Perhaps the best method of teaching inferencing to your students is to pepper them with standard who, what, why, where, and when questions.

Some example questions…

1) Who is this man?

2) Why does he have sparks coming out of his fingertips?

3) What’s his PROBLEM?

4) Where is he?

5) When did this happen?

The beauty about the who, what, where, when, why series of questions is that there is no limit to the questions you can generate, and the answers students can provide.” [END QUOTE]
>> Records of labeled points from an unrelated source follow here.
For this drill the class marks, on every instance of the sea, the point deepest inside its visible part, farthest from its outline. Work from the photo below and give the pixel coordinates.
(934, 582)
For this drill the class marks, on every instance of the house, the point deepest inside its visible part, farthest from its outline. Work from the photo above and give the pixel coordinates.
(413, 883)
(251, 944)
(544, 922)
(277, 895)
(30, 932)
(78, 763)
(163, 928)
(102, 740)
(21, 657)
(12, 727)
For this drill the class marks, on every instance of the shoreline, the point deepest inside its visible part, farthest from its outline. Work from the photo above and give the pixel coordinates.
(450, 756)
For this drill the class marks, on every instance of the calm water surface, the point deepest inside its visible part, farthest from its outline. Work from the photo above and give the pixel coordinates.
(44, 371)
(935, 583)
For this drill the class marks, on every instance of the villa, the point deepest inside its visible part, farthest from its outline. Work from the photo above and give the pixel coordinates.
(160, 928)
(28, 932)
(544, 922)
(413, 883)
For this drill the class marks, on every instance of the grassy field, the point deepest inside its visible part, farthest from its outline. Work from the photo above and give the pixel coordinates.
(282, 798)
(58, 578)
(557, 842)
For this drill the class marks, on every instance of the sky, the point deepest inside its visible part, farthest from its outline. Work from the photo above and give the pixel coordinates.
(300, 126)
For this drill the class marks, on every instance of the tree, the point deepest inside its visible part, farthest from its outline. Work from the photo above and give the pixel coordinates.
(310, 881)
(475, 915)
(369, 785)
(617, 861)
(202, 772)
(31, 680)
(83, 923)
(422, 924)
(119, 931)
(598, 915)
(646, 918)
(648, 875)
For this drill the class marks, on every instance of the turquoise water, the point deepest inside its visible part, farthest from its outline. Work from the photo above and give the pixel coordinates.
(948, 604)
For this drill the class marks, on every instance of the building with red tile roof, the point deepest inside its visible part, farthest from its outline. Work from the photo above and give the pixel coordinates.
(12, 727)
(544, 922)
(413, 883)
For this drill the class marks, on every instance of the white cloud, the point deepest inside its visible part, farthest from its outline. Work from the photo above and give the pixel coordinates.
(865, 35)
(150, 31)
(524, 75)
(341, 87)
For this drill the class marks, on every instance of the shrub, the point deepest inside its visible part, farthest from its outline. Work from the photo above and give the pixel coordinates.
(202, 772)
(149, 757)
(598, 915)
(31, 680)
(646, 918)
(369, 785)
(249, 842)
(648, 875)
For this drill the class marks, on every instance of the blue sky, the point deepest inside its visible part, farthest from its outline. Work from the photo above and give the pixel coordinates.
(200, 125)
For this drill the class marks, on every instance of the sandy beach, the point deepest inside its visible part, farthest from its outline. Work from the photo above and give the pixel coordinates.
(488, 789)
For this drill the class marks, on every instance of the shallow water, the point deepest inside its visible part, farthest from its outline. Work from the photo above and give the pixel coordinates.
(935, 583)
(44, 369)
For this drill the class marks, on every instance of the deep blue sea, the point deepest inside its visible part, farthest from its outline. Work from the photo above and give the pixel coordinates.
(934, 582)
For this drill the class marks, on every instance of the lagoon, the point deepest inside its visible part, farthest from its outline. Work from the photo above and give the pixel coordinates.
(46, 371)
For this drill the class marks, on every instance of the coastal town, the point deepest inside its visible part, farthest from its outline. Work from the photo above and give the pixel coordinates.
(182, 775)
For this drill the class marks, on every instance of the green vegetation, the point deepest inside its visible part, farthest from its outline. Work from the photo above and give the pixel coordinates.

My response?  fuck your inferring

[I got this from:  – and I’m not blaming THEM; it’s something that gets taught in American schools, perhaps other cultures too.  I don’t know.  I don’t blame them.  I think I found that “something deeper” that always bothered me about education…  at least, one of the ones that gets me angry. poor-infering-is-not-poor-comprehensionThe thing is, I always understood the inference, even back then. I know when someone is inferring something. It doesn’t take a brain surgeon. But I didn’t attach much *significance* to the intent they would lead me to, and so I’d just guess on those tests. (hence the 59%-64% I’d get on that section of every standardized test, quiz, etc on the topic). To me, each of the options seemed plausible. But which one is the most “likely?” Well, it never seemed fair to judge someone’s intent. in a single way like this. Still gets me mad to have been tested on it like that.. and they still do it. Maybe someone can explain its importance.